The Gospel at Colonus

Taking Sophocles’ least-known play and reinterpreting via the hymns and songs of gospel music is, damn it, just the sort of thing that you expect from Edinburgh* in August. Thankfully, Lee Breuer’s plundering – adaptation is too limited a term – of Oedipus at Colonus is a monumental success. If you ever get the chance to see it in London, New York, DC, Chicago or wherever then for god’s sake get yourself a ticket.

Most of the reviews of the Gospel at Colonus have focused, understandably, on the music and, unavoidably, on the tensions between Christian and classical Greek theology and you can certainly argue that the production loses some of its force in Act Two as Oedipus prepares for and accepts his end.

And yet taking liberties with the material can rarely have been as satisfying, and as punishingly powerful, as this. This is a show, anyway, in which commonalities of form and function are uncanny. The chorus, sung magnificently by Harlem’s Inspirational Voices of Abyssinian, are alive and, as they should be, vital to the pageant.

But it’s the link – unspoken but ever-present – between the helplessness of meagre man in Greece and the experiences of African-Americans in the cotton fields of what would become the Confederacy that provides the foundation for all else and ties these two seemingly distant worlds together. Injustice abounds, man is not free and, often literally, in chains. Oedipus’s attempts to understand, let alone come to terms with, his predicament are placed in subtle counterpoint to the African-American story and so the gospel music and the pentecostal preaching become a means of coping with or mildly ameliorating an impossible, crushing, position.

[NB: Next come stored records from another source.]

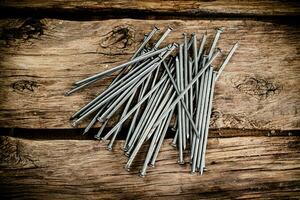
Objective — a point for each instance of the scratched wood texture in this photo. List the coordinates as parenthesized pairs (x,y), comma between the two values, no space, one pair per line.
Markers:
(152,8)
(40,59)
(239,167)
(42,53)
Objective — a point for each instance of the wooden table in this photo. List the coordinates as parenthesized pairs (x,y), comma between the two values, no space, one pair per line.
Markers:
(254,145)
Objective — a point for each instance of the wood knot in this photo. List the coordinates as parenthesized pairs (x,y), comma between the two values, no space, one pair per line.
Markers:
(260,88)
(120,37)
(14,154)
(24,85)
(29,28)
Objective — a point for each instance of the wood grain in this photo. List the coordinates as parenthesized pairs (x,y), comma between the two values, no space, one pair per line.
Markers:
(240,167)
(40,59)
(154,8)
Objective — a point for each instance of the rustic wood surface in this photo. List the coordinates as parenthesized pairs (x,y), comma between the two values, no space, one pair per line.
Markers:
(136,9)
(240,167)
(40,59)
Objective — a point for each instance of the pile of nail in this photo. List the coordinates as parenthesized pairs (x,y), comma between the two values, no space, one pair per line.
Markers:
(155,86)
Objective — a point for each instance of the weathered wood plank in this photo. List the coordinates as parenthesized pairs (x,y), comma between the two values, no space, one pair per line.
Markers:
(40,59)
(153,8)
(240,167)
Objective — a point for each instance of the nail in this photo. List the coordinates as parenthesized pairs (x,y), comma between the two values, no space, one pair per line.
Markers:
(202,165)
(146,40)
(201,48)
(162,38)
(235,46)
(135,107)
(189,86)
(179,115)
(214,44)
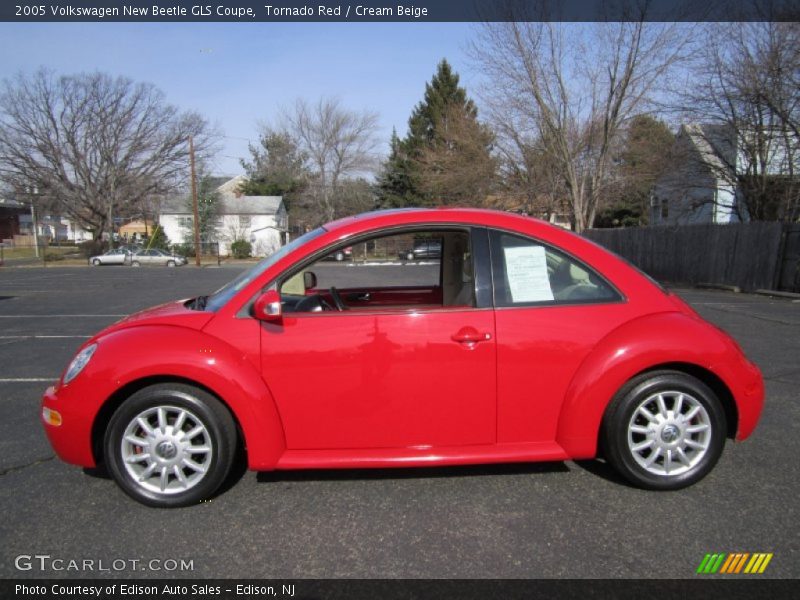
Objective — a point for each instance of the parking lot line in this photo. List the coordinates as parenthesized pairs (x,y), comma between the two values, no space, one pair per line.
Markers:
(42,337)
(59,316)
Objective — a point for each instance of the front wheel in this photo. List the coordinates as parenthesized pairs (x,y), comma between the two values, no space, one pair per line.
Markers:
(664,430)
(170,445)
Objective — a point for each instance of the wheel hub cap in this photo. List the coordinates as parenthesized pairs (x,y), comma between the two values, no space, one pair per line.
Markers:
(669,433)
(166,449)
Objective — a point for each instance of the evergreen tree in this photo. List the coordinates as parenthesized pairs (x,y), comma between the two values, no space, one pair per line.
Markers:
(443,132)
(278,167)
(394,184)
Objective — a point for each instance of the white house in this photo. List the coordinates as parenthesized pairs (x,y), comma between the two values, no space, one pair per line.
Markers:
(699,185)
(260,220)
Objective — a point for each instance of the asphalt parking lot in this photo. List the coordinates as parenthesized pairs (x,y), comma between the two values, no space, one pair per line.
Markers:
(522,521)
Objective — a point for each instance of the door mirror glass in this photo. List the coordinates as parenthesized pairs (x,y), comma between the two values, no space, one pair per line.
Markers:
(267,306)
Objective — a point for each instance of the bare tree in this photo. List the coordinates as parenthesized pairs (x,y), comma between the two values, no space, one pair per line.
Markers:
(92,144)
(568,89)
(338,142)
(746,93)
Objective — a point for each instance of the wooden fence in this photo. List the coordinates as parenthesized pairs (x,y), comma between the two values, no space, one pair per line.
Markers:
(752,256)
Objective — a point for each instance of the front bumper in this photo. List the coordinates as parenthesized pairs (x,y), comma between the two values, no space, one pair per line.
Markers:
(72,439)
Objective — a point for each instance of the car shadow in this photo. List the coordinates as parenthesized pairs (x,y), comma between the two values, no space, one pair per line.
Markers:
(98,472)
(411,472)
(602,469)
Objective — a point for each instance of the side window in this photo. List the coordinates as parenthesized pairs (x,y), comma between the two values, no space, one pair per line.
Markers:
(529,273)
(408,270)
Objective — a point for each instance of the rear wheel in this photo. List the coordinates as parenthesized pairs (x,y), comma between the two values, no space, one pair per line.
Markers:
(664,430)
(170,445)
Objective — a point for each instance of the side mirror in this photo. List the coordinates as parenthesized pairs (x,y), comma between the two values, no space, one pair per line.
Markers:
(267,306)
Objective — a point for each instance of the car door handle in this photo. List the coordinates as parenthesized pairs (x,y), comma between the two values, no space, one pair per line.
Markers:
(470,336)
(360,297)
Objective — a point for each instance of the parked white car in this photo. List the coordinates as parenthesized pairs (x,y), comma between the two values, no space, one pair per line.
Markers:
(154,256)
(115,256)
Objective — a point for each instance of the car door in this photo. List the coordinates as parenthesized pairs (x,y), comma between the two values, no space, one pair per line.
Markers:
(551,311)
(386,376)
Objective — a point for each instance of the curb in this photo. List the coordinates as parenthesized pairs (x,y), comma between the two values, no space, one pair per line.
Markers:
(719,286)
(789,295)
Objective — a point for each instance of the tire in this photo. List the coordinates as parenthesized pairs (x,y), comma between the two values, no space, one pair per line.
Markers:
(175,470)
(664,430)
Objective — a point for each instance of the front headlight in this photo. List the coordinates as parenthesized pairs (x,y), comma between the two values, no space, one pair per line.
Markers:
(79,362)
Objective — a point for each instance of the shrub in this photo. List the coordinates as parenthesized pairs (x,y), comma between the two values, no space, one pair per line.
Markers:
(241,249)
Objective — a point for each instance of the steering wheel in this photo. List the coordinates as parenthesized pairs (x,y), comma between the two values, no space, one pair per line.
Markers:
(337,299)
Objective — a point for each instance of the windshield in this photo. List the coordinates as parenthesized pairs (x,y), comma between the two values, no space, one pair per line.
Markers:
(227,291)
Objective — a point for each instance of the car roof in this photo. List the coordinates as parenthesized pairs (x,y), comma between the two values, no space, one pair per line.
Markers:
(444,214)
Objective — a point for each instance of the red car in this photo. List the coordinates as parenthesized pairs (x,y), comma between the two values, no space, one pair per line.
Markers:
(523,342)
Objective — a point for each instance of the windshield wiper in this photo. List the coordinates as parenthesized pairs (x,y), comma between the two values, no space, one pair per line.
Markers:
(200,303)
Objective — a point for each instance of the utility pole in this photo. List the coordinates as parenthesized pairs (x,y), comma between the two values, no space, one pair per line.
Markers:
(31,193)
(194,205)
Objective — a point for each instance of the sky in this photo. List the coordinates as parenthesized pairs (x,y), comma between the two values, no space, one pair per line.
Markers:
(239,75)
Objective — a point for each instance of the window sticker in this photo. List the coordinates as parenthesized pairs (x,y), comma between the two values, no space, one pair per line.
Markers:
(526,269)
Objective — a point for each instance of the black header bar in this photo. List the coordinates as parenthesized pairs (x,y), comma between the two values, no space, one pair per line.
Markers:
(410,11)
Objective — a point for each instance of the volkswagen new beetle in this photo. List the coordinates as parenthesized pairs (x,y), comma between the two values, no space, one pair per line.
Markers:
(522,342)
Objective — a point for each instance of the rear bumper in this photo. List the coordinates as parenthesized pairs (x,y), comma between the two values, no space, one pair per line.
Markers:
(72,439)
(749,399)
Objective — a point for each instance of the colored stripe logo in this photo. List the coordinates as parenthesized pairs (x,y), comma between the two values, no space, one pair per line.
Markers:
(735,563)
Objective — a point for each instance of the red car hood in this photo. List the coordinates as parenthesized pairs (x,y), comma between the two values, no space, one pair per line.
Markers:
(171,313)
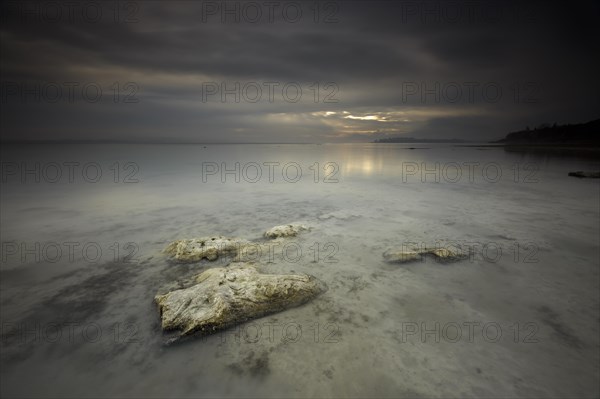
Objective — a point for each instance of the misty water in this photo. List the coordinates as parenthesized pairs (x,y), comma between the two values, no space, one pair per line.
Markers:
(82,261)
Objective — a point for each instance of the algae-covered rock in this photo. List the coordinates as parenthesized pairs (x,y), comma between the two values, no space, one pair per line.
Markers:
(223,297)
(286,230)
(407,255)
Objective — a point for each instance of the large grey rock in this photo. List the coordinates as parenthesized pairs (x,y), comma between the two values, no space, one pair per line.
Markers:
(409,255)
(222,297)
(195,249)
(286,230)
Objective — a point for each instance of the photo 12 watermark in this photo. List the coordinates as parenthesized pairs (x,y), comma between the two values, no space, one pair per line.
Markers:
(468,172)
(71,12)
(467,331)
(269,91)
(69,172)
(15,252)
(69,92)
(270,12)
(269,172)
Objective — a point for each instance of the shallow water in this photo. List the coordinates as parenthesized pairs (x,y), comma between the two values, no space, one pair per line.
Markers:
(518,318)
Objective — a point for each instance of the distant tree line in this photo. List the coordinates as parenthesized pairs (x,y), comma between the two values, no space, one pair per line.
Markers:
(581,133)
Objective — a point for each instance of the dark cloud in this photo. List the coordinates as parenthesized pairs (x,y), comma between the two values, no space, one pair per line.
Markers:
(542,56)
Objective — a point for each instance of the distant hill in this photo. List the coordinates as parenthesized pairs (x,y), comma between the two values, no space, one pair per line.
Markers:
(416,140)
(581,134)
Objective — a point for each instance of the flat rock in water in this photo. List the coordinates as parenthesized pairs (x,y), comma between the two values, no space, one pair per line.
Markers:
(195,249)
(581,174)
(441,254)
(223,297)
(286,230)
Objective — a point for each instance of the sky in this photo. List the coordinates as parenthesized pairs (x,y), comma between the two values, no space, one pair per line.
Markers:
(293,71)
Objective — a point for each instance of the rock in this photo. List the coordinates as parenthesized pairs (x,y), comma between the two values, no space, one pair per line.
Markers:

That gives the Gospel at Colonus much of its undoubted power. So do the performances, notably from the Rev Earl Miller as the Pastor and the Blind Boys of Alabama, led by the 80 year-old Jimmy Carter as Oedipus and so, of course, does the music. Heck, even a matinee audience in Edinburgh was brought to its feet, whooping and hollering and almost clapping in time yesterday.

Clearly, the Christian interpretation of the tale asks us to believe in the consolation Oedipus finds in his last moments. The final spirituals – “Lift Him Up” and “Now Let the Weeping Cease” – are raucous and beautifully soothing respectively but there are other interpretations available. From an unbelievers’ perspective the power of the music and the soaring voices increasingly reflect a yawning chasm between ritual and reality that is, in the end, unbridgeable.

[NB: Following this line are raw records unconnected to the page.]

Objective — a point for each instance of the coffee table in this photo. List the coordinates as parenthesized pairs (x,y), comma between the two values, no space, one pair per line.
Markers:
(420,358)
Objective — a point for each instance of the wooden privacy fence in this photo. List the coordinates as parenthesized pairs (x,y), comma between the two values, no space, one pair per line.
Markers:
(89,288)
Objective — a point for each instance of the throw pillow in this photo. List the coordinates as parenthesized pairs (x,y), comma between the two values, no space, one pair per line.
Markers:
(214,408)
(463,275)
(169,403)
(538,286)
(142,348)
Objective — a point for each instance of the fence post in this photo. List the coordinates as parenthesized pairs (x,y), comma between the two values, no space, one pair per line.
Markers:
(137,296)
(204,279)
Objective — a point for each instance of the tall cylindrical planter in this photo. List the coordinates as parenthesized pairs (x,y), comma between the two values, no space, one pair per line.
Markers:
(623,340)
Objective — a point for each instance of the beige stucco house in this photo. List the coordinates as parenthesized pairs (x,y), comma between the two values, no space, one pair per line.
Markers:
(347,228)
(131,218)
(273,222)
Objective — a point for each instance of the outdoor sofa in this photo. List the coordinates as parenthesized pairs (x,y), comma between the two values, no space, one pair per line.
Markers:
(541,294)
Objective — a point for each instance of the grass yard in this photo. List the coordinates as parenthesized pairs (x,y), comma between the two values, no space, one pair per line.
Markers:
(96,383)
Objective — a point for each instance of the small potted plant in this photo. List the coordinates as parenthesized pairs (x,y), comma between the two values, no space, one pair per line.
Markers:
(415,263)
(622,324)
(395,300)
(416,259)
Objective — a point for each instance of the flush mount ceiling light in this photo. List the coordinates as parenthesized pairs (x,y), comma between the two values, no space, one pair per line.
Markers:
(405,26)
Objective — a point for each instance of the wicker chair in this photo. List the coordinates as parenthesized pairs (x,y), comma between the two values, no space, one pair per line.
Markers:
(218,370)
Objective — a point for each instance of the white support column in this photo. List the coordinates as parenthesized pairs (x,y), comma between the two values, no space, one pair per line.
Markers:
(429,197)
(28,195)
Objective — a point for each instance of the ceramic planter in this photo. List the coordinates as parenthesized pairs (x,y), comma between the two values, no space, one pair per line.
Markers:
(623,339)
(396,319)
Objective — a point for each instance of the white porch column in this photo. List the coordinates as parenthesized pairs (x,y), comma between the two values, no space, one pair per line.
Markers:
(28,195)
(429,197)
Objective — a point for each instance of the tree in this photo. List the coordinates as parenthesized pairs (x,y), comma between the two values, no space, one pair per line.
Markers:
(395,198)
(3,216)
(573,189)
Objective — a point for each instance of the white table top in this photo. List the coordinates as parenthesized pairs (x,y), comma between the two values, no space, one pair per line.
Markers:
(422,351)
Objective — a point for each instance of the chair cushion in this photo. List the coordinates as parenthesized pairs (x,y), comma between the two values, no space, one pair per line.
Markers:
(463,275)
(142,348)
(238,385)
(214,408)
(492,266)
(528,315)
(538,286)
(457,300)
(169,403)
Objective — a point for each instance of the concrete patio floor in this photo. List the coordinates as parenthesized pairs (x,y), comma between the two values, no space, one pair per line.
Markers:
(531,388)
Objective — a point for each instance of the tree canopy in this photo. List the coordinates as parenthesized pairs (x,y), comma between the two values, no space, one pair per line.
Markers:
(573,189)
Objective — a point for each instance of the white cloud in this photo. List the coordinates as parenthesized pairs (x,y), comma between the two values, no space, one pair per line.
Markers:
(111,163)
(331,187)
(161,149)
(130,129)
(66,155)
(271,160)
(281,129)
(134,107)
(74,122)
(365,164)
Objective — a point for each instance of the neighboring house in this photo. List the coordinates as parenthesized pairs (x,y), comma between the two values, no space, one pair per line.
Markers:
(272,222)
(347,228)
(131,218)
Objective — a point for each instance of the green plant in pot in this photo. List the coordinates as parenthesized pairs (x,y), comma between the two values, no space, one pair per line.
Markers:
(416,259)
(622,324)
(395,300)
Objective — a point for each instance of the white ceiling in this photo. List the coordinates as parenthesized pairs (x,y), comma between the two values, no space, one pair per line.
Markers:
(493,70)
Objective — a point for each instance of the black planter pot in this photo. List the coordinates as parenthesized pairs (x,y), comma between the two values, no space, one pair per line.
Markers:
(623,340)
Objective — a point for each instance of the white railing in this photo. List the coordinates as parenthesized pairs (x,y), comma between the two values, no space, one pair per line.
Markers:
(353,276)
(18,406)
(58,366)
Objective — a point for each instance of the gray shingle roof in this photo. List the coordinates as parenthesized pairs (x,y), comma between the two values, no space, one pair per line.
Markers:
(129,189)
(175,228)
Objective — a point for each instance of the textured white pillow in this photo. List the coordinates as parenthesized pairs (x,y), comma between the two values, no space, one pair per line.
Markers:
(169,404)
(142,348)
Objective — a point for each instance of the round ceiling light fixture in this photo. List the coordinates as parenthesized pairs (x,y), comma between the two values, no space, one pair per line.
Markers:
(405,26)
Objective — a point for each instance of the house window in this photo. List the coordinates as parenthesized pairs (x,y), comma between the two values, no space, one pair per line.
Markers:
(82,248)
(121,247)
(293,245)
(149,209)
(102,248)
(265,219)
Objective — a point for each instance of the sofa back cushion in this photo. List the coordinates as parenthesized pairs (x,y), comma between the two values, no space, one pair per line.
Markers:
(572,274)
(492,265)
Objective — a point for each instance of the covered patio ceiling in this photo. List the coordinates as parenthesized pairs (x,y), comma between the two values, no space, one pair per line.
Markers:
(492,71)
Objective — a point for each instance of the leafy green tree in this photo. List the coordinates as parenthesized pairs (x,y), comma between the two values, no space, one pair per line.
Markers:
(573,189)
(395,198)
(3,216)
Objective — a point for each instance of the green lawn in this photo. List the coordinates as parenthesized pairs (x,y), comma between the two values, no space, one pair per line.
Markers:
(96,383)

The stirring gospel becomes, then, a reminder of human frailty and mankind’s need to believe in some kind of consolation. The more beautiful the music, the starker the contrast between our desperate hopes and the ghastliness of the unfathomable void. Viewed from this perspective the entire proceedings become heavily ironic: the ideas of salvation and peace at last being but the final tricks played upon a man who has suffered enough already. Clinging to that last hope may be all we have, but suspecting that it’s a false victory before an endless defeat is just another part of what makes this show either wondrously uplifting or, if you prefer, utterly shattering.

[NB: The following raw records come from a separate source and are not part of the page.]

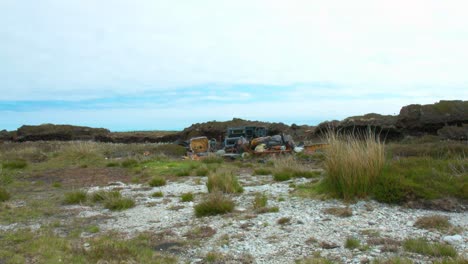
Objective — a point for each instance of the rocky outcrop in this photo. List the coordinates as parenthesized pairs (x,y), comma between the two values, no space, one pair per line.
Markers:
(58,132)
(428,119)
(448,119)
(217,130)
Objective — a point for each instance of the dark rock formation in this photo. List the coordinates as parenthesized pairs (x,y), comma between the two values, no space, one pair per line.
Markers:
(428,119)
(58,132)
(447,119)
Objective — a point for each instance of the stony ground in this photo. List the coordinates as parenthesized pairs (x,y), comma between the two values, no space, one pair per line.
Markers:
(247,236)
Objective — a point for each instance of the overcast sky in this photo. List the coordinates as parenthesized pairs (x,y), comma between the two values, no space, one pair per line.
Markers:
(153,64)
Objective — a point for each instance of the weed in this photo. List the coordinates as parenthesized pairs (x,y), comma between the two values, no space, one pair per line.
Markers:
(93,229)
(182,172)
(352,164)
(186,197)
(394,260)
(214,204)
(129,163)
(283,220)
(210,159)
(224,181)
(421,246)
(214,257)
(112,164)
(202,171)
(101,196)
(157,194)
(260,201)
(339,211)
(15,164)
(262,171)
(75,197)
(200,232)
(352,243)
(4,195)
(283,175)
(438,222)
(118,203)
(157,181)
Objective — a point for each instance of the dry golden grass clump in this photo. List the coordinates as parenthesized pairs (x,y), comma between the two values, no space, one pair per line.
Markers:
(352,163)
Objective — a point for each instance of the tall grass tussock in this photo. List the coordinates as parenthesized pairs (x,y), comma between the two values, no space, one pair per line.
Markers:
(352,164)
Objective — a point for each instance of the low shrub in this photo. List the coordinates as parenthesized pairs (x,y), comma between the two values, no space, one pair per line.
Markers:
(15,164)
(4,195)
(423,247)
(262,171)
(186,197)
(214,204)
(75,197)
(157,181)
(224,181)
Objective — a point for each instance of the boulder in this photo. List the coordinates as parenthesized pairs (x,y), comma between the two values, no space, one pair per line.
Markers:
(428,119)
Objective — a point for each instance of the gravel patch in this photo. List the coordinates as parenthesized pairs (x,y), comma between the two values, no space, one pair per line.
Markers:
(244,233)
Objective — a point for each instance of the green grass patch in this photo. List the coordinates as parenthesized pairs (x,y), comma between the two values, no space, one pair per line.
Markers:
(15,164)
(129,163)
(224,181)
(119,204)
(283,175)
(212,159)
(423,247)
(157,194)
(214,204)
(421,177)
(157,181)
(262,171)
(75,197)
(44,246)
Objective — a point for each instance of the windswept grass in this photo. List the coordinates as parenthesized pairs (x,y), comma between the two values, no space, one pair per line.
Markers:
(422,246)
(75,197)
(352,163)
(214,204)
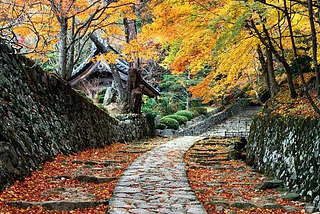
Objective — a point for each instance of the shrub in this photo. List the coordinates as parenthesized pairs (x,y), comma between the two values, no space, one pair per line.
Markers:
(181,119)
(187,114)
(170,123)
(102,91)
(83,94)
(101,98)
(161,126)
(200,110)
(102,107)
(195,113)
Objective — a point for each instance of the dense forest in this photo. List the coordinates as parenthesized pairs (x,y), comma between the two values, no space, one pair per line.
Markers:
(213,51)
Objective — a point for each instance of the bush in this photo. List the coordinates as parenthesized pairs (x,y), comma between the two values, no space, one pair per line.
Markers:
(101,98)
(195,113)
(179,118)
(161,126)
(200,110)
(83,94)
(187,114)
(102,107)
(102,91)
(170,123)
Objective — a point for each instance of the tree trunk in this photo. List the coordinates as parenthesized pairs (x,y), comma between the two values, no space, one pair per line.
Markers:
(63,47)
(295,52)
(268,44)
(72,49)
(263,66)
(272,80)
(134,99)
(314,48)
(115,73)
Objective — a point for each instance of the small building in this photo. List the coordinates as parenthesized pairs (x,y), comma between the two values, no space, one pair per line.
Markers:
(98,75)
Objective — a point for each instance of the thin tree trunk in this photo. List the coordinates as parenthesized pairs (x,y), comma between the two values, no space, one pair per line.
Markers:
(263,66)
(295,52)
(314,48)
(72,49)
(268,44)
(115,73)
(272,80)
(134,99)
(254,89)
(63,47)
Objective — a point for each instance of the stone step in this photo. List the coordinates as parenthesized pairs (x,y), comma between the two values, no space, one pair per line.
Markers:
(85,178)
(103,162)
(134,151)
(58,205)
(93,179)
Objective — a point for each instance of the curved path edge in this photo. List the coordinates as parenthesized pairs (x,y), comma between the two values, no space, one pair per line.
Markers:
(157,182)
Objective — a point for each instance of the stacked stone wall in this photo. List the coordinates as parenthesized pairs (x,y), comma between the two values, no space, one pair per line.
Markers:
(41,116)
(287,147)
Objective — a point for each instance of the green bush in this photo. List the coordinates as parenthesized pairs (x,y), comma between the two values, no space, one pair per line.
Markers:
(195,113)
(102,107)
(170,123)
(100,98)
(200,110)
(187,114)
(179,118)
(161,126)
(83,94)
(102,91)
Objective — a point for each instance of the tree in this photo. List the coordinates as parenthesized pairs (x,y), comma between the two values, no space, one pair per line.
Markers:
(72,20)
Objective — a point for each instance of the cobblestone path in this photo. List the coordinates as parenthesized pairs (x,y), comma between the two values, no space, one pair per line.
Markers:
(157,183)
(237,125)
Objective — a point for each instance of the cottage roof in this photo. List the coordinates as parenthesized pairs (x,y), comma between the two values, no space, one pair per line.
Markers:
(88,67)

Like I say, if you get the chance make sure you go and see it.

*There’s a neat symmetry here: the Gospel at Colonus appeared in a stripped-down, work-in-progress studio version on the Fringe 28 years ago. Now it’s back with a cast of 40 as part of the International Festival. Not for the first or last time the two festivals support one another. They’re not competitors but complements to one another.